English writer and journalist

Neil Anderson is a British writer, historian and journalist. He worked as a columnist for the Sheffield Telegraph. Anderson wrote Sheffield’s Date With Hitler, Signing On For the Devil, and Take It to the Limit. He is also known for his Dirty Stop Out’s Guide series of the British cities.
==Early life and education==
Anderson was born in Sheffield, and attended Sheffield Hallam University.

== Career ==
While attending university, Anderson got a job at Sheffield City Hall in its publicity office. After graduating, he continued to work for city hall until 2000, later moving in the press office.

Anderson worked at the Sheffield Telegraph as a columnist for more than 10 years and also wrote for The Independent and The Big Issue. He is a regular contributor to the music magazine Vive Le Rock.

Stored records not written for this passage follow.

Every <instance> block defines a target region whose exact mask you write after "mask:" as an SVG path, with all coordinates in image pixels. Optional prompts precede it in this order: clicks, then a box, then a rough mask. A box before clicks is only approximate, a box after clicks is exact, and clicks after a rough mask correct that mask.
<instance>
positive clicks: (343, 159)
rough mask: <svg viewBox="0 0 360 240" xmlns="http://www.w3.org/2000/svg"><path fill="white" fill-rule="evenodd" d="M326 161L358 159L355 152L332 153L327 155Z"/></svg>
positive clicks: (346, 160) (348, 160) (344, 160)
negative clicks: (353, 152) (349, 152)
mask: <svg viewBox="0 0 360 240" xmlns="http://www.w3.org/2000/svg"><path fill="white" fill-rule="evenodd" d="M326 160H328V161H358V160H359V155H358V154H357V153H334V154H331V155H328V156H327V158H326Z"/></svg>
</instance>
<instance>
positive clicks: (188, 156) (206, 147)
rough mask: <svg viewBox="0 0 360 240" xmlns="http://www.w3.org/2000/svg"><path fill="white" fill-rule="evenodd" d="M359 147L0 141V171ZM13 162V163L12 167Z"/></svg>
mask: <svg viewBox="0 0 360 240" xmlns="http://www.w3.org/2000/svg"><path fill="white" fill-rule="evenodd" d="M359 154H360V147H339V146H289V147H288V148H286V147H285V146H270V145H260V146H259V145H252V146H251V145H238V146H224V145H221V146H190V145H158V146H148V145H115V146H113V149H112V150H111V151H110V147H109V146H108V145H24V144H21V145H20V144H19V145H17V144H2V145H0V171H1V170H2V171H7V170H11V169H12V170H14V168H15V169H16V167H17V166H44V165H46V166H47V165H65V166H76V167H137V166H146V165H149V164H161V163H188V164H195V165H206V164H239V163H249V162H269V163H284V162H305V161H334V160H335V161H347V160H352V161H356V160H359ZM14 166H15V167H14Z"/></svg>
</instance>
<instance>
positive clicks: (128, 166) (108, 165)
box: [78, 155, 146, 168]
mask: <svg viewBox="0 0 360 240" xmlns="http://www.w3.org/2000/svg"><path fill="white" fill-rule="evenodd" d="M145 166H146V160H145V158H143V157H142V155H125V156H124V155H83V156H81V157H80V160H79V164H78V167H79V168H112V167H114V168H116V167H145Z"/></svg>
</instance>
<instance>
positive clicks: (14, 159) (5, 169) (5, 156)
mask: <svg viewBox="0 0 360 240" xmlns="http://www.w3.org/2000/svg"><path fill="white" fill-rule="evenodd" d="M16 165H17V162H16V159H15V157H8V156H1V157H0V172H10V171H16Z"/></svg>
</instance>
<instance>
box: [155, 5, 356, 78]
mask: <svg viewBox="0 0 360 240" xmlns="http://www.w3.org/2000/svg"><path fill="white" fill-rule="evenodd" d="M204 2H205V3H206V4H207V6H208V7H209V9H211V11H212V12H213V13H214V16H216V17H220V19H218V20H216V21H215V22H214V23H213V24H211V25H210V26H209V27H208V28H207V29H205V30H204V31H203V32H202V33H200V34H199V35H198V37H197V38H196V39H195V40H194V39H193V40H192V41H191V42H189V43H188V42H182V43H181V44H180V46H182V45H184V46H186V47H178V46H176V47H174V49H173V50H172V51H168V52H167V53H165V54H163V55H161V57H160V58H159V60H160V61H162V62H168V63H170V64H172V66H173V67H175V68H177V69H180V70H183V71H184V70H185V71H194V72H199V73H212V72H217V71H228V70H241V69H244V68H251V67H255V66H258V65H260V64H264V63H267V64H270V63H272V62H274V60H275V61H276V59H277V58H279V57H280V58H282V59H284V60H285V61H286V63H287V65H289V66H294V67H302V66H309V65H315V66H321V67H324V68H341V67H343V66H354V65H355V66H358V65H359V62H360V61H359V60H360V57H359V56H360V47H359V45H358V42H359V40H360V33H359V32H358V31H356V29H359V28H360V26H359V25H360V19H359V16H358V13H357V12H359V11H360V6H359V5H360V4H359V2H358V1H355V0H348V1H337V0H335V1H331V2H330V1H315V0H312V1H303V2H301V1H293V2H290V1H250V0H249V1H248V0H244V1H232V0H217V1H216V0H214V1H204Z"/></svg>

In 1995, Anderson began work on the Dirty Stop Out’s Guide of Sheffield documenting the city's cultural life, night life, and venues. This led to a series of Dirty Stop Out’s Guide series including Birmingham, Manchester, Liverpool, Coventry, Barnsley and Chesterfield. In 2010, Anderson published Take It to the Limit about the Sheffield club The Limit, which operated on the city's West Street from 1978 to 1991. The same year, he also wrote Signing on for the Devil, chronicling Sheffield's heavy metal music scene in the 1980s.

==Works==
===Books ===

- Take It to the Limit (2009)
- Shopaholic's Guide To 1970s Sheffield (2009)
- Dirty Stop Out's Guide To 1970s Sheffield (2010)
- Sheffield's Date With Hitler (2010)
- Signing on for the Devil (2010)
- Facts, Figures & Fallacious Goings-On in Sheffield (2011)
- Dirty Stop Out's Guide to 1960s Sheffield (2011)
- Dirty Stop Out's Guide to 1980s Sheffield (2011)
- Dirty Stop Out's Guide to 1950s Sheffield (2012)
- Sheffield City Hall (2012)
- Forgotten Memories From A Forgotten Blitz (2012)
- No Siesta 'Til Club Fiesta (2012)
- Dirty Stop Out's Guide to 1980s Chesterfield (2013)
- Dirty Stop Out's Guide to 1990s Sheffield (2013)
- The Atkinsons Story (2013)
- Dirty Stop Out's Guide to 1970s Chesterfield (2014)
- Defiant! Sheffield Blitz 75th The Definitive Visuals Guide (2015)
- Dirty Stop Out's Guide to Working Mens' Clubs (2017).

=== Articles ===

- Anderson, Neil. 2009. “Neil Anderson Takes It to the Limit.” BBC Sheffield & South Yorkshire, October 28, 2009.

- Anderson, Neil. 2025. “Sheffield Blitz Secrets Unearthed: 15 Years of Research Reveals the Truth.” The Star, Sheffield, February 26, 2025.